Au moment de partir, j’ai remarqué que maman avait les larmes aux yeux. Non pas de tristes larmes désemparées, mais les plus rares, les plus nobles, les plus optimistes larmes qui soient, celles qui portent humblement et silencieusement la fierté d’une mère pour son fils, celles qui coulent lentement et inéluctablement sans nul obstacle infranchissable à l’image de la patience et la ténacité dont j’ai fait preuve durant toutes ces années d’études, celles plus subtiles légèrement scintillantes de malice faisant un pied de nez au destin pour l’avoir déjoué. Je pense qu’à travers moi, maman s'octroie une revanche sur la vie grâce à l’héritage que papa m’a légué, ce rêve qu'il n’a pu accomplir : la liberté de décider de sa condition.


Je regrette qu’oncle Paul n'ait pas été présent pour mon départ. Bien que je ne me fasse pas d’illusion, il se serait peut-être rendu compte que je peux tout de même me rendre utile ailleurs qu’à la ferme. Je ne me sens pas véritablement triste, mais je le suis pour lui en sachant qu’il reste enfermé dans sa bulle sans ouverture sur l’extérieur. Il ne m’a jamais considéré comme un homme étant donné ma santé fragile, mais j’estime qu’il n'y a rien de bon à rabaisser quiconque au rang de bon à rien. Toute personne possède ses qualités propres appréciables par d’autres et mérite d’être encouragée. Avec le temps, j’ose croire qu’il en prenne conscience.

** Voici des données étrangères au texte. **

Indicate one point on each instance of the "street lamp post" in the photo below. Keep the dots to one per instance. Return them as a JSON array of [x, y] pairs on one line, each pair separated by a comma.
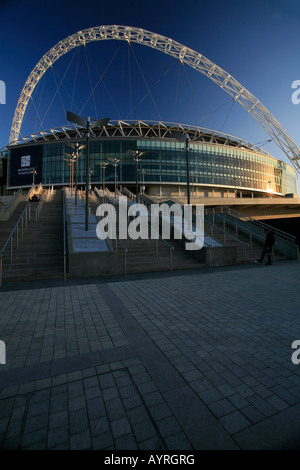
[[87, 125], [184, 138], [76, 155], [103, 165], [115, 164], [137, 156], [143, 172], [34, 172]]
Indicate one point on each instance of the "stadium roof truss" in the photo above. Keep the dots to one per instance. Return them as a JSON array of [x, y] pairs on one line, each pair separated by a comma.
[[168, 46], [140, 130]]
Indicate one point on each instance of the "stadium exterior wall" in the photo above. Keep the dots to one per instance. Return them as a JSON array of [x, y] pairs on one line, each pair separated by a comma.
[[218, 166]]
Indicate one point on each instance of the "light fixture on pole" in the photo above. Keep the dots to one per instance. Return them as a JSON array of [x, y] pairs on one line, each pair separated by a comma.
[[76, 155], [103, 165], [184, 138], [34, 172], [87, 125], [137, 156], [71, 159], [115, 164], [143, 172]]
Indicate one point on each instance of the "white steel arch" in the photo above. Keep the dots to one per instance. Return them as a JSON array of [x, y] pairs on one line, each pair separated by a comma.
[[166, 45]]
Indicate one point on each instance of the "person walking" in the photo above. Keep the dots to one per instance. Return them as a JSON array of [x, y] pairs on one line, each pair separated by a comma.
[[268, 247]]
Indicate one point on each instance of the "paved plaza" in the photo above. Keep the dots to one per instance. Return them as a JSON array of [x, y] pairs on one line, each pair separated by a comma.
[[172, 361]]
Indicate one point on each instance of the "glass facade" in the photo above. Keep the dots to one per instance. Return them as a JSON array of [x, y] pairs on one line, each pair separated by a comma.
[[164, 162]]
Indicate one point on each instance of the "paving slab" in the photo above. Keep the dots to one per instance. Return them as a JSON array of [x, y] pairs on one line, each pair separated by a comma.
[[174, 361]]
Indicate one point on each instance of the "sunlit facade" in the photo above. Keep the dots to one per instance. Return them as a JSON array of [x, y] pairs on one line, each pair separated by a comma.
[[219, 164]]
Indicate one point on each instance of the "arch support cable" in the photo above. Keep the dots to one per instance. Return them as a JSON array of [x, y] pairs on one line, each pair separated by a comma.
[[166, 45]]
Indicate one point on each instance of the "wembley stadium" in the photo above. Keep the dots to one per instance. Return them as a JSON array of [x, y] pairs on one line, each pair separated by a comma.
[[219, 165]]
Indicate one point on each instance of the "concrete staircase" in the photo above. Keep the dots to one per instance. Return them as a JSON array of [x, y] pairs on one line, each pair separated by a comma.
[[255, 248], [40, 253], [149, 255]]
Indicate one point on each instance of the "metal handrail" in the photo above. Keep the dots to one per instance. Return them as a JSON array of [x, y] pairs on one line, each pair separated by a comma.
[[10, 239], [64, 231], [251, 232], [226, 233], [279, 233], [97, 195]]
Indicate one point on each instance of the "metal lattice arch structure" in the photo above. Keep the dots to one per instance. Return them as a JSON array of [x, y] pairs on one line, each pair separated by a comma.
[[168, 46]]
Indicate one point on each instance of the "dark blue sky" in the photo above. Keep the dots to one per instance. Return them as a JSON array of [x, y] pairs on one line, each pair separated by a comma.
[[257, 42]]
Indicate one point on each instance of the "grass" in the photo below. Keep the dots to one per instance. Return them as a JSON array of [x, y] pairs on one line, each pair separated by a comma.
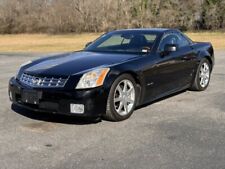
[[73, 42]]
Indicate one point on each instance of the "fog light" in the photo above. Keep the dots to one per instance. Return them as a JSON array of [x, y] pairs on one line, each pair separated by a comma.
[[77, 108], [10, 95]]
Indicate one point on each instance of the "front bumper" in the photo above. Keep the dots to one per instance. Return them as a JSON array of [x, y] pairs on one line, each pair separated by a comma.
[[58, 100]]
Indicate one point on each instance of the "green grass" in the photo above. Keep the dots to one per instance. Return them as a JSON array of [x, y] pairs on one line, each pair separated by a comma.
[[73, 42]]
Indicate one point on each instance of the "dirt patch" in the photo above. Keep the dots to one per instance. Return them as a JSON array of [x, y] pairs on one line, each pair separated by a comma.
[[39, 127]]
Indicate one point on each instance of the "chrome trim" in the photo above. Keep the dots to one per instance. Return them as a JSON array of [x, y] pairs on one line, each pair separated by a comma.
[[43, 82]]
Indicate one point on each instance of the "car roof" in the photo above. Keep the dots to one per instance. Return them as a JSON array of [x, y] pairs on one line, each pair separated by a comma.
[[153, 30]]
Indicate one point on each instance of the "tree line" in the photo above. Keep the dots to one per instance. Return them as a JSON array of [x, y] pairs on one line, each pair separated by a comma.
[[66, 16]]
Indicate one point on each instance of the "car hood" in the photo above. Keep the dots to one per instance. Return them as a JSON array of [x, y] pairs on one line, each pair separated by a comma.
[[77, 62]]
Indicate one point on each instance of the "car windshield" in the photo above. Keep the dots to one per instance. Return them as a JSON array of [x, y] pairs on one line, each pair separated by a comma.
[[129, 42]]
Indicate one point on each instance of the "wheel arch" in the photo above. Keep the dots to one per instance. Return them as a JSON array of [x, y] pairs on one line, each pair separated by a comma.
[[139, 83]]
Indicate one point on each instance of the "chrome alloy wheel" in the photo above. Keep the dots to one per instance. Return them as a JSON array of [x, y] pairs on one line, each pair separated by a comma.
[[124, 97], [204, 75]]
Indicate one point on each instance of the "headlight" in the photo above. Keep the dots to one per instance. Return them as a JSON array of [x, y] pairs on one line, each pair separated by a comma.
[[93, 79], [26, 63]]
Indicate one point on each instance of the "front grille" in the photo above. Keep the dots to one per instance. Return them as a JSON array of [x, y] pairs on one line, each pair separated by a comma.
[[45, 82]]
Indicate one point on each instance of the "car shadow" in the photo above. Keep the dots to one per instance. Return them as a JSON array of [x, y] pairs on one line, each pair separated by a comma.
[[55, 118], [160, 99]]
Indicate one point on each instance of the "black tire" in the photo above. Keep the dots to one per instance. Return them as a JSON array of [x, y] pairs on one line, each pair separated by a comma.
[[111, 113], [196, 86]]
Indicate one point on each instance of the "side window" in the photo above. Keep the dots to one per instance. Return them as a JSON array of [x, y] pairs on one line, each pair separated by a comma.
[[171, 38], [182, 42]]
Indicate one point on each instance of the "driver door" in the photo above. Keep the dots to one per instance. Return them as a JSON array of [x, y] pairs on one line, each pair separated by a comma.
[[171, 70]]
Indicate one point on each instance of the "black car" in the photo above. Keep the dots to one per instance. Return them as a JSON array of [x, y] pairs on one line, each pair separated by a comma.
[[114, 74]]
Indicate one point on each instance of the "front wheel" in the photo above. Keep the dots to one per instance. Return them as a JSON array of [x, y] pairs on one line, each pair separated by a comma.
[[202, 76], [122, 98]]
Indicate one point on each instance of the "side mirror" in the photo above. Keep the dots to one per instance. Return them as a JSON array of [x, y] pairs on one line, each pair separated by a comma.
[[170, 48], [88, 44]]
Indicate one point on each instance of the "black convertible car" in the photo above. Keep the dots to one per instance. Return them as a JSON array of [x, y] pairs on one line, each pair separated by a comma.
[[114, 74]]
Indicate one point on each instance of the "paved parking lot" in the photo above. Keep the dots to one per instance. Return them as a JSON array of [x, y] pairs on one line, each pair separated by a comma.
[[186, 131]]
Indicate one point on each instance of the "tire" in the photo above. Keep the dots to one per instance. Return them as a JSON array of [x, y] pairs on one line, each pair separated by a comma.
[[198, 85], [113, 108]]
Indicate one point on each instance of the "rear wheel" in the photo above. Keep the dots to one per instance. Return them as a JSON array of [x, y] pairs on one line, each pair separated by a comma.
[[202, 76], [122, 98]]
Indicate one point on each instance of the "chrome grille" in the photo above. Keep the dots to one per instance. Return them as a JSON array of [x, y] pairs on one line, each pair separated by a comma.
[[44, 82]]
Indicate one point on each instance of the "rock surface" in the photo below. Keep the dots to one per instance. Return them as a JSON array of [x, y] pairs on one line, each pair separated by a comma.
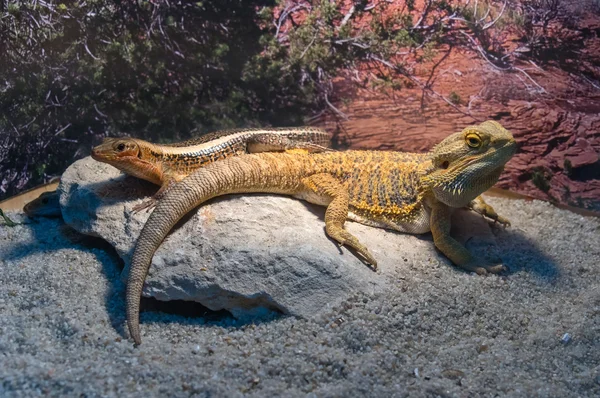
[[250, 254]]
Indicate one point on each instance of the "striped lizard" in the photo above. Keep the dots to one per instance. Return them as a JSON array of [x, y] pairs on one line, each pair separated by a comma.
[[164, 165], [406, 192]]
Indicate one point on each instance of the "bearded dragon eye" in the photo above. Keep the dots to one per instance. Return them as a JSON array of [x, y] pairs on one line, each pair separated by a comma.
[[473, 141]]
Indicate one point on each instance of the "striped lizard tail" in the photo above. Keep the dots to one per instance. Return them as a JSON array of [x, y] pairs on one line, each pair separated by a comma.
[[265, 172]]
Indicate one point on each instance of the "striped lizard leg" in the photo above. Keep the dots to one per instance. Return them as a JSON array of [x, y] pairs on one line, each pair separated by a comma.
[[151, 203], [457, 253], [478, 205], [327, 186]]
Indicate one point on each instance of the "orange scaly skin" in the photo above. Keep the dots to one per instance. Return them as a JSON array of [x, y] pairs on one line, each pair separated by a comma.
[[165, 164], [407, 192]]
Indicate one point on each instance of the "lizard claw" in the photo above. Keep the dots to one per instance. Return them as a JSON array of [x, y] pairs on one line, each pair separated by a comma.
[[147, 204]]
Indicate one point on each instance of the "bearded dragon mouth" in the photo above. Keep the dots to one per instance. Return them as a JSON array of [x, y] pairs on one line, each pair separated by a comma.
[[488, 154]]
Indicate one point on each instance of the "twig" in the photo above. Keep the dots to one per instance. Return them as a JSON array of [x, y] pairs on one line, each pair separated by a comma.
[[89, 52], [336, 110], [490, 24]]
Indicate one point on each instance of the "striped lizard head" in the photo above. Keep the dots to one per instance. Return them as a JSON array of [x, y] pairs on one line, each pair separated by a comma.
[[131, 156], [113, 149], [467, 163]]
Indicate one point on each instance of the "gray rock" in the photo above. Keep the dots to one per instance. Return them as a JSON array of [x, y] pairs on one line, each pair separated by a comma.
[[249, 254]]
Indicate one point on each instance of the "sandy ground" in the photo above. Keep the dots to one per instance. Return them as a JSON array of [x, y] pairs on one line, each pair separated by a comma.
[[442, 333]]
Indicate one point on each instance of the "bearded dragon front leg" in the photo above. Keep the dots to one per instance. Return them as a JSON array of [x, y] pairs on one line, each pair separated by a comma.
[[440, 229], [332, 190], [479, 206]]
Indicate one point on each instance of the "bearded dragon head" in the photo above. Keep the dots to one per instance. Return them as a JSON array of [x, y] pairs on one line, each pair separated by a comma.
[[468, 163]]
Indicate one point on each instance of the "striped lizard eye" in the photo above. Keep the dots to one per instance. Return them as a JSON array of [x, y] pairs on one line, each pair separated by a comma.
[[473, 141]]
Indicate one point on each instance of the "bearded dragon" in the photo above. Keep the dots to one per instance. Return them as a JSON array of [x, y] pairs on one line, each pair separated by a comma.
[[407, 192], [164, 165]]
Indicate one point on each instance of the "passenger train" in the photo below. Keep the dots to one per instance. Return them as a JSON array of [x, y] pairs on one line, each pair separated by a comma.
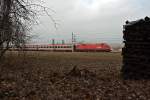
[[67, 47]]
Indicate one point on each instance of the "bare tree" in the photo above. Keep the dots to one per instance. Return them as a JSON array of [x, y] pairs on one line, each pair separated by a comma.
[[16, 18]]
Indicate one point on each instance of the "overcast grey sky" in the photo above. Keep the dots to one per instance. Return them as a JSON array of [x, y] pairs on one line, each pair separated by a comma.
[[90, 20]]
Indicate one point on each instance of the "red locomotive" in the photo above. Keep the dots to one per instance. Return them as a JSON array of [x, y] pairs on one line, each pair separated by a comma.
[[93, 47]]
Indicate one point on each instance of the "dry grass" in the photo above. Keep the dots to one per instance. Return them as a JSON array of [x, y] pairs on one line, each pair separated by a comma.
[[46, 76]]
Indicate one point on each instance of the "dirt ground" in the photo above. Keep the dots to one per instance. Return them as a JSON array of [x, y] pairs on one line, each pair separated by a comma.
[[67, 76]]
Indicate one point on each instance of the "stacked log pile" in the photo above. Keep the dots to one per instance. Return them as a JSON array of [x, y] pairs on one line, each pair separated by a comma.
[[136, 51]]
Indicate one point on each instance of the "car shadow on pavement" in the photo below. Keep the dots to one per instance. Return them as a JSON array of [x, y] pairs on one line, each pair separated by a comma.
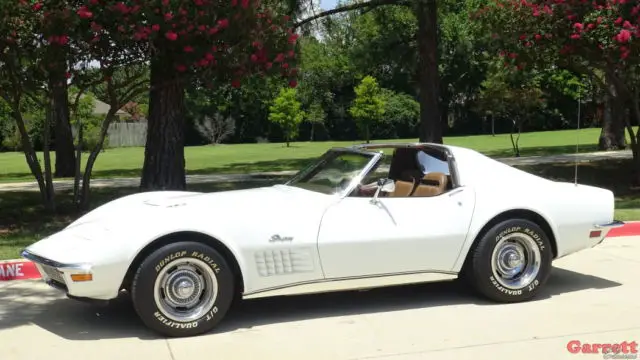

Dans un mois, quand j’aurai mon premier salaire, je me rendrai à la librairie de la ville pour y acheter un livre (je ne sais pas encore lequel mais je vais y réfléchir) et l’offrir à maman. J’espère qu’elle y prendra autant de plaisir que moi. Puisse que la lecture lui ouvre les portes d’autres contrées et lui donne des ailes pour voyager simplement en fermant les yeux.